127 Hours
In movies nothing good ever happens on a mountain unless you’re Julie Andrews and then good things happen to you everywhere.
There’s Kevin MacDonald’s documentary “Touching the Void” about a mountain-climbing expedition shot to hell. And what was that mountain disaster movie that at first advertised its cannibalism but later changed to a triumph of the human spirit angle?
I‘m not sure if “127 Hours” is technically a mountain movie but it’s close enough to invoke the rule. Danny Boyle’s follow-up to Oscar-winning “Slumdog Millionaire” trails a rugged young outdoorsman, Aron Ralston, who finds his arm pinned beneath a boulder. In a crevice. In a desert national park. Cut off from civilization. Running out of water—with only a small knife to keep him company.

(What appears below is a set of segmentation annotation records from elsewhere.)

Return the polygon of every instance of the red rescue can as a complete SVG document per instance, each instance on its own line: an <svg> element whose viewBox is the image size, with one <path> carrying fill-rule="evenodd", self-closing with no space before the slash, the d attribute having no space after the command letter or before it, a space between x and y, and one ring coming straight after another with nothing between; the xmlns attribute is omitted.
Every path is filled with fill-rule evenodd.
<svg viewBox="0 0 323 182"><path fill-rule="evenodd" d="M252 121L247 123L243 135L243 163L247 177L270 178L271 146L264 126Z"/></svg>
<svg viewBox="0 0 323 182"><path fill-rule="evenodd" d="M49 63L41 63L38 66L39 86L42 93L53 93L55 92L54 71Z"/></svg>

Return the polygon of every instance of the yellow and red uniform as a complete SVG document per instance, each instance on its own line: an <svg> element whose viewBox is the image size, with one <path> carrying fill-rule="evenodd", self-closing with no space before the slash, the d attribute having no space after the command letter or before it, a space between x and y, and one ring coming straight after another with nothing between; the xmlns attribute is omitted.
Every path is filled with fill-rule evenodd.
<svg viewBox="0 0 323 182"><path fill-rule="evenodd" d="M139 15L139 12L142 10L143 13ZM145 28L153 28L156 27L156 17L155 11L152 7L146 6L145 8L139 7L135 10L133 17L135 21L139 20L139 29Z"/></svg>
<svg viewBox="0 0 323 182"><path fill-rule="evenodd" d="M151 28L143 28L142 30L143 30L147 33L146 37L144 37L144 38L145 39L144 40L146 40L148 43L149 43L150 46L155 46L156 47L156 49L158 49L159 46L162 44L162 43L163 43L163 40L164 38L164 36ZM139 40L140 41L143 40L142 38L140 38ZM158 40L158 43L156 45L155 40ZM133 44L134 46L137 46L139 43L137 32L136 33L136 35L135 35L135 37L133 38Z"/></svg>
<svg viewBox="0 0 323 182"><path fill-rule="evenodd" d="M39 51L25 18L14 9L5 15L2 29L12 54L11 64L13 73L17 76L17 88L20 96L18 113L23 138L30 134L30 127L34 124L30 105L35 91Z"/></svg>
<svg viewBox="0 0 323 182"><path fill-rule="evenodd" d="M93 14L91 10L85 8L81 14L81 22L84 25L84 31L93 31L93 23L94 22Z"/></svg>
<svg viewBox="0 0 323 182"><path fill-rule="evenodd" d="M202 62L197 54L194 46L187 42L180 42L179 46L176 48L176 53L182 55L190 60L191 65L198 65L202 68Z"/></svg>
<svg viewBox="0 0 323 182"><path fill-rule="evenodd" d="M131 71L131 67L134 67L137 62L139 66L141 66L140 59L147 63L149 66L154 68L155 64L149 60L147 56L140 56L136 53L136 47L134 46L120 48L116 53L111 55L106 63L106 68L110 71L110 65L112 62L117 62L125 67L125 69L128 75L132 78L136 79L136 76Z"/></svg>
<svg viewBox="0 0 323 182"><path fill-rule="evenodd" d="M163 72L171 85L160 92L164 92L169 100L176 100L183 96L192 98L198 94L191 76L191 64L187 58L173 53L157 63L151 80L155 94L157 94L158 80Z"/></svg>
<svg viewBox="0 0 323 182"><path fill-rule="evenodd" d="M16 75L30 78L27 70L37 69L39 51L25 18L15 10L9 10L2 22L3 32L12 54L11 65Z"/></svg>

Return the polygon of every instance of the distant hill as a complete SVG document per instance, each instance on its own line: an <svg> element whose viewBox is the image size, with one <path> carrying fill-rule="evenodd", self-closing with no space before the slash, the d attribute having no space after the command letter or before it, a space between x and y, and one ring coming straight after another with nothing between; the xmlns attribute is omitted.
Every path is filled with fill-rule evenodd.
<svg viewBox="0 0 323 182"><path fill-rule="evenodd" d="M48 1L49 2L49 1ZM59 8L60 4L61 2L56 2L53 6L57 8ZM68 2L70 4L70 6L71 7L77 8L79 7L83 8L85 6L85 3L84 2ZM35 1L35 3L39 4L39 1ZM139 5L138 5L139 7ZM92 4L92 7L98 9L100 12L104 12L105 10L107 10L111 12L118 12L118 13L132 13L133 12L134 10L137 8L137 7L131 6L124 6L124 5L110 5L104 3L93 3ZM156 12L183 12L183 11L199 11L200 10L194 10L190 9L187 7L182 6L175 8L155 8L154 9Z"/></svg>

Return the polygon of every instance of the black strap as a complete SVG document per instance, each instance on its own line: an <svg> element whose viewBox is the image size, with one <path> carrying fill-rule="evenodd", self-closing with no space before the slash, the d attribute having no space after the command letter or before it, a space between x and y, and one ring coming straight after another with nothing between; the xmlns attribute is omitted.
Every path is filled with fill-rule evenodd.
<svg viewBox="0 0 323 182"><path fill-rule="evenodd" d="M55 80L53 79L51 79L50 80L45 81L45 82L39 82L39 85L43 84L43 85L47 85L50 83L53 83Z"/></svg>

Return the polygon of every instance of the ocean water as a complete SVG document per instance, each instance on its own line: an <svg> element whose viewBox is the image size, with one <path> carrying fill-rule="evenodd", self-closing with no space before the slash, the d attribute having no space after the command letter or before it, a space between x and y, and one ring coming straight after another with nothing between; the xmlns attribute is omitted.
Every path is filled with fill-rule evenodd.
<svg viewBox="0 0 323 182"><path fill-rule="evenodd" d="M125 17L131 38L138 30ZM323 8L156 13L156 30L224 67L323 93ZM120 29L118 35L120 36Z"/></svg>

No matter how you slice it “127 Hours” is a movie that builds up to and away from its one big moment. The good news is that it has one big moment to build up to and away from. The bad news is that if you know what’s coming, and most viewers will, it sometimes leaves you wanting to cut to the chase. Somewhere around the 41 hour mark I wanted the film to be chopped down and retitled 67 Hours. Nevertheless most viewers will be entranced by the story’s grotesque circumstances. They will like James Franco’s performance as the hiker, whose experience leaves him both more of and less of a man.
Being an arty project, we know there has to be meaning derived from the moment. Boyle chooses to ruminate on the nature of human connection in the face of terrifying isolation. We enter the film through shuffling images of random crowds, images in search of a grand point. The images of human connection stand as a counterpoint to the isolation of nature and Ralston’s Lone Wolf personality.
Stuck in a rut, slices of Ralston’s life flash before his eyes. He imagines his loved ones, whom he keeps at arm’s length, and the only woman that ever really mattered. It’s a little like Oliver Stone’s “World Trade Center” without the eye-rubbing, head-shaking, and one critic’s prayers for divine intervention. There is also a bit of Sean Penn’s “Into the Wild.”
For a while Franco has been a star-in-the-making that Hollywood couldn’t quite figure out what to do with. It appears the answer is stick him in a hole. Ralston is a role that takes an actor out on a limb, because it is a lot of doing not much, and it’s all about you. For the most part, his performance never snaps a branch.
The arthouse loves a good, grotesque rural survival story. It’s a way to enjoy a good horror film free of a feeling of slumming and guilt. This year there was Kelly Reichardt’s forthcoming “Meek’s Cutoff” and we’ve already seen “Winter’s Bone.” Whereas “Cutoff” and “Bone” would appear to be traditional indies, “127 Hours” contains an element of horror as well. So come, enjoy the terror, and feel fine about it.